The human eye, photo film, and digital cameras all respond only to a restricted range of colors.  The SBI takes pictures in the total light from an object like the Sun. This includes all colors from the ultraviolet through the visible and well into the infrared. Images obtained with the SBI carried on a giant NASA balloon from New Mexico and from Antarctica, in 2003, 2006 and 2007, help us understand why the Sun’s brightness varies and whether such variation might influence global warming. (Ap.J Letts, 611, 57 (2004); Solar Phys. 279, 365 (2012)
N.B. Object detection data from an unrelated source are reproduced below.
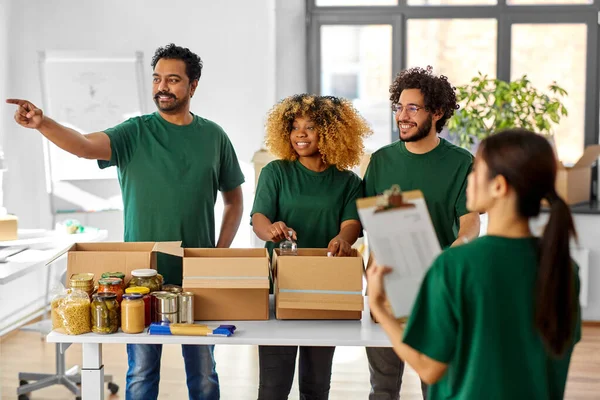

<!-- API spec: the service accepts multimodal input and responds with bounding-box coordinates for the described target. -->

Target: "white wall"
[0,0,284,228]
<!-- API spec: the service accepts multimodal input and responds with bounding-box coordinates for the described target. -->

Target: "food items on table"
[69,273,94,300]
[128,269,162,293]
[91,293,120,334]
[125,286,151,326]
[98,278,123,304]
[51,289,90,335]
[121,294,145,333]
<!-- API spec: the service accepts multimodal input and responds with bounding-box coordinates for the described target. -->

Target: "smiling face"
[152,58,198,114]
[290,116,319,157]
[394,89,439,142]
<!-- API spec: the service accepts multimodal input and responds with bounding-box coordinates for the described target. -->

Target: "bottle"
[279,230,298,256]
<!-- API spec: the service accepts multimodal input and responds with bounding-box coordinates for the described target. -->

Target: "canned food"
[162,285,183,294]
[152,292,179,323]
[179,292,194,324]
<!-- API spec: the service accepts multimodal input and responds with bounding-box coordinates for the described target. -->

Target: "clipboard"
[356,186,442,318]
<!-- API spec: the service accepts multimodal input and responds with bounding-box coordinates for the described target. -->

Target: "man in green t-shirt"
[7,44,244,400]
[364,68,479,400]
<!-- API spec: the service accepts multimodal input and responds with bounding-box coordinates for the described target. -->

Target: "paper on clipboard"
[357,190,441,318]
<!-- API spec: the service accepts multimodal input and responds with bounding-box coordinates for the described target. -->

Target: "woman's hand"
[367,263,392,310]
[327,236,352,257]
[267,221,298,243]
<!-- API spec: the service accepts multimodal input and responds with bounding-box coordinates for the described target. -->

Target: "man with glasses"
[364,67,479,400]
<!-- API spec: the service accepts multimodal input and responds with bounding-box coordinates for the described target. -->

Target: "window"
[511,24,587,164]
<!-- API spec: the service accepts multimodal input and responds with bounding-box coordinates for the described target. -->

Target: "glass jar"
[129,269,162,293]
[121,294,146,333]
[98,278,123,304]
[100,272,125,290]
[92,293,119,334]
[125,286,152,326]
[69,273,94,300]
[162,285,183,294]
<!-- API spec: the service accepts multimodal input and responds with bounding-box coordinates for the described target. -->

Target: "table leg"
[81,343,104,400]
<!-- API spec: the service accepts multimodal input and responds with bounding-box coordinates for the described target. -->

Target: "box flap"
[152,242,183,257]
[46,243,77,265]
[277,291,364,311]
[183,276,269,290]
[572,144,600,168]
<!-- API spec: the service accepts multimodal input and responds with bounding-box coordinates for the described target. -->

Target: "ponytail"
[535,189,577,356]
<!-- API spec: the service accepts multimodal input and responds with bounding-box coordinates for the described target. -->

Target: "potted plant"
[448,73,567,150]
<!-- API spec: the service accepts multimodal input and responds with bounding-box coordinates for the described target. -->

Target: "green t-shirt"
[364,139,473,248]
[404,236,581,400]
[251,160,362,254]
[98,112,244,284]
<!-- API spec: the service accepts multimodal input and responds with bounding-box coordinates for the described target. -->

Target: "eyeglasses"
[392,103,425,117]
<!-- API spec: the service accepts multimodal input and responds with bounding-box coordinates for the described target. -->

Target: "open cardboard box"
[556,145,600,204]
[0,215,19,240]
[183,248,269,321]
[271,249,364,319]
[47,242,183,284]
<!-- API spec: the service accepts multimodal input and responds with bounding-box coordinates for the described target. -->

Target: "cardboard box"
[183,249,269,321]
[0,215,19,240]
[271,249,364,319]
[556,145,600,204]
[47,242,183,284]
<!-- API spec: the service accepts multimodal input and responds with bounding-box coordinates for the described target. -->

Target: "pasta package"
[51,289,91,335]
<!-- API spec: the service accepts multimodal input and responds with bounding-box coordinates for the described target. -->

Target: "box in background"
[272,249,364,319]
[183,248,269,321]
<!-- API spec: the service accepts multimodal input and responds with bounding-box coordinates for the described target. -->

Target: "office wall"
[0,0,304,228]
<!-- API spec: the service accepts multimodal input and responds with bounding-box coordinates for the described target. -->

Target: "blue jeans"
[367,347,427,400]
[125,344,220,400]
[258,346,335,400]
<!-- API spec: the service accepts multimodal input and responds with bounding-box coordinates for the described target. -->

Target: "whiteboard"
[39,51,146,180]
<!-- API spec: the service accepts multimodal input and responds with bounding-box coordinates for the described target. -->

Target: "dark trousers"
[367,347,427,400]
[258,346,335,400]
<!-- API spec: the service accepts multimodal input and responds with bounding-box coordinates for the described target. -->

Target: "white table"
[46,298,390,400]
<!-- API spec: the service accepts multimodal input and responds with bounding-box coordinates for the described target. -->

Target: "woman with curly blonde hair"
[251,94,371,400]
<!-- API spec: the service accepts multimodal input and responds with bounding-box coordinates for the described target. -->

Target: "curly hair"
[150,43,202,82]
[265,94,373,171]
[390,66,460,133]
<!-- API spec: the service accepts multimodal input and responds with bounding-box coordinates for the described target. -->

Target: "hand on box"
[327,237,352,257]
[268,221,298,243]
[367,263,392,310]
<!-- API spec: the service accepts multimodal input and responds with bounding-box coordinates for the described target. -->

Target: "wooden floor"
[0,326,600,400]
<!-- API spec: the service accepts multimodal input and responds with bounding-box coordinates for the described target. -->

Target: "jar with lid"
[129,269,162,292]
[125,286,151,326]
[121,294,145,333]
[98,278,123,304]
[69,273,94,300]
[91,293,119,334]
[152,292,179,324]
[100,272,125,290]
[162,285,183,294]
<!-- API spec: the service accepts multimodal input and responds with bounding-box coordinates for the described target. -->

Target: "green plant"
[448,73,567,149]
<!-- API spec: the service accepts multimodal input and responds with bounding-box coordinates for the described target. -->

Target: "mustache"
[154,92,177,99]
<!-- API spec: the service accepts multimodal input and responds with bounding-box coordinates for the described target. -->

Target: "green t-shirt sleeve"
[342,173,364,222]
[250,164,280,223]
[219,132,244,192]
[98,118,139,169]
[454,162,473,218]
[362,158,377,197]
[403,253,458,363]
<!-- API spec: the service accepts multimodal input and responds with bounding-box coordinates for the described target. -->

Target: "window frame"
[306,0,600,201]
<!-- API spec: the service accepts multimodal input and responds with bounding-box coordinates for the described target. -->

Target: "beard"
[398,114,433,143]
[154,92,186,112]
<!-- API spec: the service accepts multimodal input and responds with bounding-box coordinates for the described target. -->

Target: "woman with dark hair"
[367,129,581,400]
[251,94,371,400]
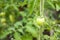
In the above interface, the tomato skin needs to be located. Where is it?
[9,14,15,23]
[36,17,45,25]
[0,12,5,16]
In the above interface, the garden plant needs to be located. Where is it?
[0,0,60,40]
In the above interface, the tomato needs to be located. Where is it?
[9,14,15,22]
[36,17,45,25]
[0,12,5,16]
[1,18,6,23]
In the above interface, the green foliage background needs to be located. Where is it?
[0,0,60,40]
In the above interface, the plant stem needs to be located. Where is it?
[38,0,44,40]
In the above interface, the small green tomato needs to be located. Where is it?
[0,12,5,16]
[36,17,45,25]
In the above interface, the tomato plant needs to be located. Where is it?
[0,0,60,40]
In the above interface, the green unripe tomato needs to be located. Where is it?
[0,12,5,16]
[1,18,6,23]
[36,17,45,25]
[9,14,15,23]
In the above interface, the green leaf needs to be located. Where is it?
[22,34,32,40]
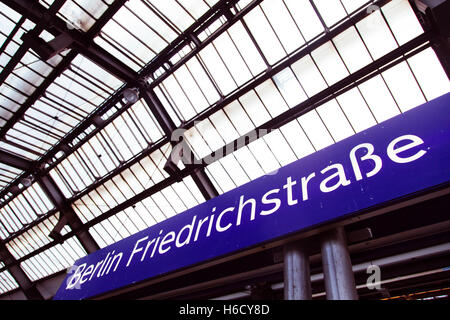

Solar Luminosity Variation, Convection and Magnetism

MT Wilson Plates

Our study of this topic has included analysis of measurements of solar brightness made from satellites and observations using ground -based telescopes such as those at the National Solar Observatory sites in New Mexico and Arizona. We also used archival solar images obtained daily since about 1915 at the Mt Wilson Observatory near Pasadena, California. Our digitization of these thousands of photographic plates has enabled us to reconstruct the variation of the Sun’s brightness in ultraviolet radiation over the past century (Solar Phys. 255,229, 2009). The results from these and related ongoing studies provide  important inputs to global warming studies. (Ap.J. Letts, 733, 38 (2011)

Most Recent Publications

Nature

"A Study of Solar Photospeheric Temperature Gradient Variation Using Limb Darkening Measurements"
S. Crisuoli & P. Foukal, Ap.J,835,99 (2017)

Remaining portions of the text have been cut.